В кочевнических культурах эпохи поздней древности и раннего средневековья существовали две сильные, развитые традиции изготовления каменных изваяний, в целом именуемые скифской и древнетюркской. По многим признакам изваяния обеих традиций сближаются. Совпадает набор поз и аксессуаров: руки согнуты, в руках сосуд, одна рука иногда опущена на пояс; к поясу подвешены предметы вооружения и снаряжения, а на шее часто изображены гривны. Порой совпадают даже специфические приёмы, например, такой: плечи плавной линией соединены с ключицами и с линией воротника.

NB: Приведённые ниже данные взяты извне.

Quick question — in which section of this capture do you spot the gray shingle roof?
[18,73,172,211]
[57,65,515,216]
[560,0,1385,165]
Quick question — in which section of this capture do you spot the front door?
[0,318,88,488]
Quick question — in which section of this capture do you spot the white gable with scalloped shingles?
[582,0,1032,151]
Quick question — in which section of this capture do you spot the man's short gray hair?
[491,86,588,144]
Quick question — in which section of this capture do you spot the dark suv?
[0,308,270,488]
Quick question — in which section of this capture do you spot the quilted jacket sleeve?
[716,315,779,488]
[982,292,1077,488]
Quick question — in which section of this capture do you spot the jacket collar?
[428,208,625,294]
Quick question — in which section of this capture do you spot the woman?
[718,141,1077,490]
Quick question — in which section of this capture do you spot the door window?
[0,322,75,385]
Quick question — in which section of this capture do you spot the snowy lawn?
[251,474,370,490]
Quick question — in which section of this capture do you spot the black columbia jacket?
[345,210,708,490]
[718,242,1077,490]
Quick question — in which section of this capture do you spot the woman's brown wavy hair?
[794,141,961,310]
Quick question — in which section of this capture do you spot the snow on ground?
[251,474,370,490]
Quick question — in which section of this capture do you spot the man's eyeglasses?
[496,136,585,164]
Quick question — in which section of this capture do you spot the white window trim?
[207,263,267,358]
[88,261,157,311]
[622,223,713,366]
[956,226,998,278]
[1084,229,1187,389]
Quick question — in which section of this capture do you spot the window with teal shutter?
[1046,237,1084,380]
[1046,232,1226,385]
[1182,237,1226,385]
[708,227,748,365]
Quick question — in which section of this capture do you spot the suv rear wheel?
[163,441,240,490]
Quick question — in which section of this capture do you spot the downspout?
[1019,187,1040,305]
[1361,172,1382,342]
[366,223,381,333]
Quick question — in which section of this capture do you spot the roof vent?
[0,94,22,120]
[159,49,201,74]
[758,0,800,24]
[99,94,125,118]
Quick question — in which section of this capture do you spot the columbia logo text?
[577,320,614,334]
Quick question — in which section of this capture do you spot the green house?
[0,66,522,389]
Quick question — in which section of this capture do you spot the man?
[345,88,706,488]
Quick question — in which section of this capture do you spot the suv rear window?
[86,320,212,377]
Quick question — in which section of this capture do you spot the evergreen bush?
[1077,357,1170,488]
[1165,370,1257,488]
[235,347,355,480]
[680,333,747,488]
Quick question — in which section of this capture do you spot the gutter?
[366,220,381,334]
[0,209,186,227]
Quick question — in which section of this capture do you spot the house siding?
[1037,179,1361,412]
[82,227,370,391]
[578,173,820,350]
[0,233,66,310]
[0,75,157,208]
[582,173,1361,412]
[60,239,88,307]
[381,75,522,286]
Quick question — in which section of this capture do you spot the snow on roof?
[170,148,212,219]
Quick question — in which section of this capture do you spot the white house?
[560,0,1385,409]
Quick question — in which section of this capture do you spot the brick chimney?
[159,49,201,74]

Совпадают и варианты степени абстрагирования: обе традиции включают и круглую скульптуру, и “обёрнутые” плоским изображением столбы, и гермообразные изваяния, и личины на неоформленных стелах. Различия же сводятся к морфологии реалий и к антропологическим особенностям изображённых лиц — и всё. Нет и не может быть ни малейших сомнений в том, что здесь перед нами — два этапа единой линии развития, и думать нужно не о том, как вывести тюркские изваяния из вываренных и обмазанных глиной черепов в погребениях тесинского этапа, а о том, что стоит за столь масштабной преемственностью и как она была осуществлена физически. Последнее, впрочем, постепенно проясняется — не так давно обнаружены и опубликованы чрезвычайно поздние, первых веков н.э., изваяния (по морфологии реалий — скифской традиции) в урочище Байте на плато Устюрт в Приаралье (Степная полоса 1992: вклейка), а также интереснейшие изваяния в Джунгарии (Ковалёв 19...), которые по некоторым признакам можно считать прототюркскими. Две стадиальные группы изваяний — скифская и древнетюркская — сближаются, таким образом, и территориально, и хронологически.

Поэтому нет никакой нужды “выводить” древнетюркские изваяния из таштыкских масок и тесинских “глиняных голов”. Уникальные минусинские находки должны рассматриваться как часть общей традиции — тогда их можно должным образом атрибутировать. Следует обратить внимание на то, что ряд “непонятных” элементов минусинских изваяний (особенно на Ненинской стеле) очень напоминает вырванные из изобразительного контекста канонические элементы древнетюркских изваяний. Так, фигурная дуга в верхней части — вовсе не шляпа с полями (подобные сравнения вообще из области фантазий) [1], а перевёрнутое изображение гривны. Загадочный “булавообразный предмет” — лишь изображённая вне области пояса разновидность стандартного сочетания “каптаргак+мусат”. (Рис. 41, 1-3,7). Изображения скрещённых ног и птицы указывают, что образцом послужили каменные изваяния Семиречья, где и то, и другое зафиксировано неоднократно (Шер 1966:).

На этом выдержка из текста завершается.